The more I talk to parish ministry staff and volunteer leaders, the more I hear about how finding enough, quality volunteers is a challenge. Sometimes so much of a challenge that a leader can become overwhelmed by this–and only see this barrier. It can get discouraging. Plus, the wrong volunteers to continue planning, implementing, and assessing any new initiative in church-life can doom even the most brilliantly inspired and prayerfully discerned new direction. We’ve got a tag going here on this blog for Volunteer Management, and here’s the latest…some practical tips from experienced Children’s Ministers, that apply to us all:

Let’s start with ourselves (not the prospective volunteers), here’s what we need to stop doing…

  1. Making announcements (pulpit, bulletin, social media, etc.) in a vacuum and expecting to get the right volunteers.
  2. Feeling guilty about recruiting volunteers, and thus procrastinating (leading to all sorts of other problems in training, discernment, quality, etc.).
  3. Relying on leaders (or the dedicated few) as routine “substitutes”–it’s okay to substitute sometimes, but if this is routine, it really just means you’re avoiding the heart of the matter when it comes to formation and recruiting.
  4. Not having a clear plan, vision, and mission for your volunteers (and waiting until you “have some” to figure this out).
  5. Taking setbacks personally and leaving prayer out of the equation.


What to do instead?

  • Spiritual formation first! Set ministry volunteering within the proper context of stewardship as a disciple’s response to God’s love–a “get to,” not a “have to.”
  • Pray, pray, pray–for God’s guidance to give you eyes to see needs, others, etc.
  • Build relationships. All the time. With current volunteers and potential/future ones. Relationships, not announcements work.
  • Do more listening. As Tom McKee explains (in the interview this post is based on):

I often find that if I listen, that “no” actually means one of several things: “Not now — I’ve got too much on my plate;” “Not this position — I have other gifts I’d like to use;” “Not with this present leadership;” or “Not in your lifetime.” Listen carefully to the excuses.

  • Think of recruiting volunteers like dating–take the time to get to know the person, don’t force them to make a huge yes/no/forever commitment to serve once as part of discerning ministry, progressively build into greater responsibility, get to know the person’s strengths and don’t be afraid to use these strengths, know when it’s okay to prayerfully discern a “no” or “let me introduce you to another ministry…”

 

 

Preparing for Parish Visitors

From a recent podcast episode, pastoral researcher Thom Rainer offers eight tips to offer your best to potential guests/visitors on Easter Sunday:

  1. Prepare to reach out to the dechurched
  2. Enlist extra volunteers
  3. Consider service or venue
  4. Promote small groups
  5. Take the opportunity to improve the facility
  6. Reconsider welcome cards
  7. Get your website ready
  8. Consider Facebook ads

While each of these tips is important, #6 brings us to a critical conversation about the logic behind actions in ministry.
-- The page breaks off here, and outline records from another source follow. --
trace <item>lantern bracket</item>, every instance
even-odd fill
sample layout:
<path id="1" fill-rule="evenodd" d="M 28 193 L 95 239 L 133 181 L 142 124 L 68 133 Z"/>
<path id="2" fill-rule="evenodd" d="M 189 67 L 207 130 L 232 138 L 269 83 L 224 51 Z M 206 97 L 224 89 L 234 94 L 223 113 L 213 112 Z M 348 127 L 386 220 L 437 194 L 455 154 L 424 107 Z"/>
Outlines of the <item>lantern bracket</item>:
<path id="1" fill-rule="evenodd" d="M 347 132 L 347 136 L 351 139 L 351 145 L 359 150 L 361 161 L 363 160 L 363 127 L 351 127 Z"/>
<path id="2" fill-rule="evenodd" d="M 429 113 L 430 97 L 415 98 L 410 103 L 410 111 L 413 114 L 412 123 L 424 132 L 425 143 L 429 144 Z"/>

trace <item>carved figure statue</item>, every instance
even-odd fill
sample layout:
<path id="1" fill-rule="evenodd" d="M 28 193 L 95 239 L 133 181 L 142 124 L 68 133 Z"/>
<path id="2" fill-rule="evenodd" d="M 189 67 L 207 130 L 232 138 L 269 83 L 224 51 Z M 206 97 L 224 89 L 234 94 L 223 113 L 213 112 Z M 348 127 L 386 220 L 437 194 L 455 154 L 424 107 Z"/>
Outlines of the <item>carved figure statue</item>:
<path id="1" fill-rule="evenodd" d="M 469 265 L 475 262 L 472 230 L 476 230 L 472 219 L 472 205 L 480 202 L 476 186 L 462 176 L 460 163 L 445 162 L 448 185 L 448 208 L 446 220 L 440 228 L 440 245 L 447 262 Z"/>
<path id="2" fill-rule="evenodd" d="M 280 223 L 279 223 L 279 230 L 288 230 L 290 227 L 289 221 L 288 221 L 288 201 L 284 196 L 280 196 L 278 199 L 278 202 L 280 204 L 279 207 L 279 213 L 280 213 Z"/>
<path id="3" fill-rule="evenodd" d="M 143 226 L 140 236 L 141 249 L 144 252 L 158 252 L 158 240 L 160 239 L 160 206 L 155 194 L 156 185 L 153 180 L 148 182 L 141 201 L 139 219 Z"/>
Think back to the last time you were at one of those annual “big” Masses at your parish, say Christmas, Easter, Ash Wednesday, a First Communion celebration, etc. There were probably lots of guests and visitors, right? Yes. With all the extra commotion and crowds in the narthex after Mass, possible absences of the “usual” greeters due to holidays, etc. was it an ideal time to introduce a visitor to your community? To have a conversation and get to know them? To discern their spiritual needs? Probably not.

This means that in order to follow-up with visitors, there needs to be a way to make an introduction, to keep in touch. Of course not all visitors want to keep in touch–but (especially with some incentive, like a small gift) many will.

How will you identify and follow-up with visitors to your parish this Easter? Remember, it’s a blessing to have this challenge 😀

p.s. Want to have lots of visitors this Easter? Start inviting! Become an Easter Evangelist.